A website is displaying the video streams of webcams in tens of thousands of private homes and businesses around the world to show how easy it is to intercept them if the owner doesn’t change the manufacturer’s default user name and password.
“Last week, I sat at my computer and watched a young man from Hong Kong relaxing on his laptop; an Israeli woman tidying the changing room in a clothes store; and an elderly woman in the UK watching TV,” wrote Joseph Cox for the Web magazine Motherboard.
“All of these people were completely unaware that I was spying on them, thousands of miles away, through devices that were inadvertently broadcasting their private lives on the Internet.”
The feeds are collected on a website called Insecam, which uses computer software to troll the Internet for signals from security cameras and the like.
The intercepted cameras are using the pre-programmed security codes installed by the manufacturers and left unchanged by the consumers. Default user names such as “admin” and passwords such as “12345” can easily be broken.
Techcrunch reports it investigated the feeds and found many dead, likely because the owner had changed the security codes after discovering the camera had been tapped by Insecam.
At the Tampa Tribune, Tom Jackson reported he saw “cluttered family rooms and tidy kitchens. Vacant pool decks. A dock looking out on sparkling blue water. Lonely front porches. A blue-and-gold striped tropical fish. Several empty cribs. And one crib containing a blissfully snoozing toddler.”
Jackson said, however, what Insecam’s designers have done “falls ever so slightly outside the realm of hacking.”
“Instead, its robot is simply coming through an unlocked back door. Keeping it out of our business is up to us.”
He continued: “The timing for understanding this could not be better. The season ahead is, of cource, rich with traditions, not the least of which is this: In our haste to get gifts assembled and running, we – and I am speaking as a been-there-done-that dad – will skip details in the owner’s manual that seem incidental to the operation of the gizmo at hand.”
But he warned that manufacturers’ default user names and passwords follow simple patterns, making the system vulnerable.
“Just change the dang password. And it’s not just because you don’t want Russian thugs watching your teens play video games,” he continued. “There’s lots of stuff you can skip over the holidays, but changing the password on your new DIY surveillance system isn’t one of them. What you do in your hot tub should stay in your hot tub.”

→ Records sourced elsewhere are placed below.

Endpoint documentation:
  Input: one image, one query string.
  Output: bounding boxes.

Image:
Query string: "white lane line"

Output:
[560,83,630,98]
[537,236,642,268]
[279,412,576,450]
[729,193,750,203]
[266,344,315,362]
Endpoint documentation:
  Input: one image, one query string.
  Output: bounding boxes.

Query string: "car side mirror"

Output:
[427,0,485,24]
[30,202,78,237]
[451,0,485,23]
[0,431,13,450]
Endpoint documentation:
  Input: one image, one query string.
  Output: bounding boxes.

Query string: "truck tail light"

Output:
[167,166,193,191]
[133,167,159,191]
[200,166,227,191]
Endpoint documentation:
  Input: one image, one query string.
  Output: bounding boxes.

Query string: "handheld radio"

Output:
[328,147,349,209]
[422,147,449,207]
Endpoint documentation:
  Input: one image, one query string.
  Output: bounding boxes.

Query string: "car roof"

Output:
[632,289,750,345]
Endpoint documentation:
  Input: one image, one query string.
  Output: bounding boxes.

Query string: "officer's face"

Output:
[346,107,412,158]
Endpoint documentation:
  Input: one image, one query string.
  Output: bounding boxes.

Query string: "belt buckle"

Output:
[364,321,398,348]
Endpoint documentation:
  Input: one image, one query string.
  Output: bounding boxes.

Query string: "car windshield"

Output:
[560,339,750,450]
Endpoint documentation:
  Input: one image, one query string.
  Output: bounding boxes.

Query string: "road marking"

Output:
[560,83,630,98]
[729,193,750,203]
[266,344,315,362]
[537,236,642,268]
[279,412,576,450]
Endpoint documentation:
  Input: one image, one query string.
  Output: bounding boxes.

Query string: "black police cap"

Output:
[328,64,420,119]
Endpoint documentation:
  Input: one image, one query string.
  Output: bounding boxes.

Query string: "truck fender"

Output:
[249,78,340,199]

Insecam shows cameras from dozens of nations, including Sweden, Singapore, Chile, Denmark, Brazil, Czech Republic, Israel, Greece and Bulgaria.

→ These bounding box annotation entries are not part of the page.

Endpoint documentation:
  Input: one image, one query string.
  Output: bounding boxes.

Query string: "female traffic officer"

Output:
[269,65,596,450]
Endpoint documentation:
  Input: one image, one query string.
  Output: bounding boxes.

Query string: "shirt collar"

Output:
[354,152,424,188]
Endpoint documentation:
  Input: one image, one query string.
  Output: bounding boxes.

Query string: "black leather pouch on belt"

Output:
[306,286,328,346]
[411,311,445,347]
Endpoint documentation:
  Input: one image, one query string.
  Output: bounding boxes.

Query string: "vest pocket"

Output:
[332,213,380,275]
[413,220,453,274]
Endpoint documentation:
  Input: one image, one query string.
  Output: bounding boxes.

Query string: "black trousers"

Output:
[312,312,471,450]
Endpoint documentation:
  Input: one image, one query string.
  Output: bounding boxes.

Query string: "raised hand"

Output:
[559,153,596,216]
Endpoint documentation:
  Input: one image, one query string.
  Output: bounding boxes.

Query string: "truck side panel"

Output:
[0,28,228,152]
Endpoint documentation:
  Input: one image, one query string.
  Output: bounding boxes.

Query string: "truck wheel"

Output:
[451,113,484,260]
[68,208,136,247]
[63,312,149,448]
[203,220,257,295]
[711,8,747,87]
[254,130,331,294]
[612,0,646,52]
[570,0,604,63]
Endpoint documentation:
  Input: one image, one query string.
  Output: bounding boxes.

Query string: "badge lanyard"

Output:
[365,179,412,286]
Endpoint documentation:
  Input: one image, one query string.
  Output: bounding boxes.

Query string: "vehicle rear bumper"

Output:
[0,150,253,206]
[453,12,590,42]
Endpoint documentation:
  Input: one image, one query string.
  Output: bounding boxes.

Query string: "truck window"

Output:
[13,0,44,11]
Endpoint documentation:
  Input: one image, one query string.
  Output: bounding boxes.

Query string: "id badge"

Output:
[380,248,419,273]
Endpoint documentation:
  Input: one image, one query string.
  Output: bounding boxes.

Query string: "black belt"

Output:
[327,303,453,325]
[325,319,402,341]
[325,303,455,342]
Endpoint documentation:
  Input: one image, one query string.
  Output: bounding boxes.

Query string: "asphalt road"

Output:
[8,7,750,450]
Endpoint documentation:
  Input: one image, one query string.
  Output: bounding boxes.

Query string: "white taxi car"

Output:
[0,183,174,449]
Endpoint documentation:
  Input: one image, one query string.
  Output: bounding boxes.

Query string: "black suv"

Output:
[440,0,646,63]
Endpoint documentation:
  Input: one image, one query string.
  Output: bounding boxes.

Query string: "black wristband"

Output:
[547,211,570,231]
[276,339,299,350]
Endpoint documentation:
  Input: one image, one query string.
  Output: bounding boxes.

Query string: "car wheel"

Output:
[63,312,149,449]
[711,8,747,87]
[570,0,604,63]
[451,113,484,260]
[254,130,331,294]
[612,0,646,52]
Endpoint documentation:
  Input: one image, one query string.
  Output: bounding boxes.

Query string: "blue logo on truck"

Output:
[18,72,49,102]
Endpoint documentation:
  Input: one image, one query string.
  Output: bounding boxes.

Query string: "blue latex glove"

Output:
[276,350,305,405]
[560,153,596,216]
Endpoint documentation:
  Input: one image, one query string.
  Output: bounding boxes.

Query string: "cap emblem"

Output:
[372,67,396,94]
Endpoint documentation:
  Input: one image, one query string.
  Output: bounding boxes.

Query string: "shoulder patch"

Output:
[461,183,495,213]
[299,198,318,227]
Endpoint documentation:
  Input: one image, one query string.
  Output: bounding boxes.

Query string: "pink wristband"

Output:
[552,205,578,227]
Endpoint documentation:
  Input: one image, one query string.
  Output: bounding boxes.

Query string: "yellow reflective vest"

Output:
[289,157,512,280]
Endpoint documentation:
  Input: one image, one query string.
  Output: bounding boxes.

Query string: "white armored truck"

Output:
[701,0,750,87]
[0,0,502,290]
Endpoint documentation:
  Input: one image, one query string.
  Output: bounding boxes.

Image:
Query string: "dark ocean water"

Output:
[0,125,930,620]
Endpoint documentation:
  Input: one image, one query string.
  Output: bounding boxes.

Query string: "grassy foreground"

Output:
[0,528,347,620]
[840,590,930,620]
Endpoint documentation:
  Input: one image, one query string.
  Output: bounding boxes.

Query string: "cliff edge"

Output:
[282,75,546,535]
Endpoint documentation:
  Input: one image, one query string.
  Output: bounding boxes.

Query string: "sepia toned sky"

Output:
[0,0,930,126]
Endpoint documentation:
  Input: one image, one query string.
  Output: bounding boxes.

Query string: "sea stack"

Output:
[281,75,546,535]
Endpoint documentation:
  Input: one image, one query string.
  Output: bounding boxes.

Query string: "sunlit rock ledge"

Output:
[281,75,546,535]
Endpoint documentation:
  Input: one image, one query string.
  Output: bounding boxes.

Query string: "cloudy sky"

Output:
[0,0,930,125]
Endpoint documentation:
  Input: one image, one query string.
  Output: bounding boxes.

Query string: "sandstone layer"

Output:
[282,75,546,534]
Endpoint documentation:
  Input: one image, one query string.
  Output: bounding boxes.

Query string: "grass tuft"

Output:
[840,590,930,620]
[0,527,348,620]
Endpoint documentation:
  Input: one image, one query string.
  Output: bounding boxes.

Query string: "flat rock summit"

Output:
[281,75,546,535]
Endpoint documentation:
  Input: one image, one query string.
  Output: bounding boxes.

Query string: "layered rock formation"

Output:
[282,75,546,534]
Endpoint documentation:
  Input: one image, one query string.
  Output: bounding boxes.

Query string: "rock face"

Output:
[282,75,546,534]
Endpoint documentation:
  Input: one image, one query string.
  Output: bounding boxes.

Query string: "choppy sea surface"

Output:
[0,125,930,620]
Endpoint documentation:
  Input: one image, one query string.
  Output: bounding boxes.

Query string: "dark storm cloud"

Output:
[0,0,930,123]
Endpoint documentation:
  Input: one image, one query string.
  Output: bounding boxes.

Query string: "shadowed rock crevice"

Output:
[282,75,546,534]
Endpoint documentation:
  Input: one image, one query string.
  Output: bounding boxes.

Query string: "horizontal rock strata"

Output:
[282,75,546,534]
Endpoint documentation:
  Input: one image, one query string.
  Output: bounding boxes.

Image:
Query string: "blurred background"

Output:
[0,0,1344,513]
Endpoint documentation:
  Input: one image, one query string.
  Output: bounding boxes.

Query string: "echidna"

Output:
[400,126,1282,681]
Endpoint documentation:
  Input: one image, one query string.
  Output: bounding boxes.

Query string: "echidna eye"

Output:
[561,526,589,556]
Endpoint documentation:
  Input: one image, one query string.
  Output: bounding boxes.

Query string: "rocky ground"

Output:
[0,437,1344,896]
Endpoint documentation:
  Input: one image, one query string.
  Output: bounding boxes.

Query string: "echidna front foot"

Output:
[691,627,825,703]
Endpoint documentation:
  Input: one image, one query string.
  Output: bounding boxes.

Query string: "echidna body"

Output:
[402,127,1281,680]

With many of the featured feeds, Insecam also shows the location on a Google map.
In not-entirely fluent English, the site explains: “Sometimes administrator (possible you too) forgets to set the default password on security surveillance system, online camera or DVR. This site now contains access only to cameras without a password and it is fully legal. Such online cameras are available for all Internet users. To browse Cameras just select the country or camera type.”
The site says it has been designed “to show the importance of the security settings.”
“To remove your public camera from this site and make it private the only thing you need to do is to change your camera default password.”
Techcrunch reported there were 73,000 camera feeds on the site.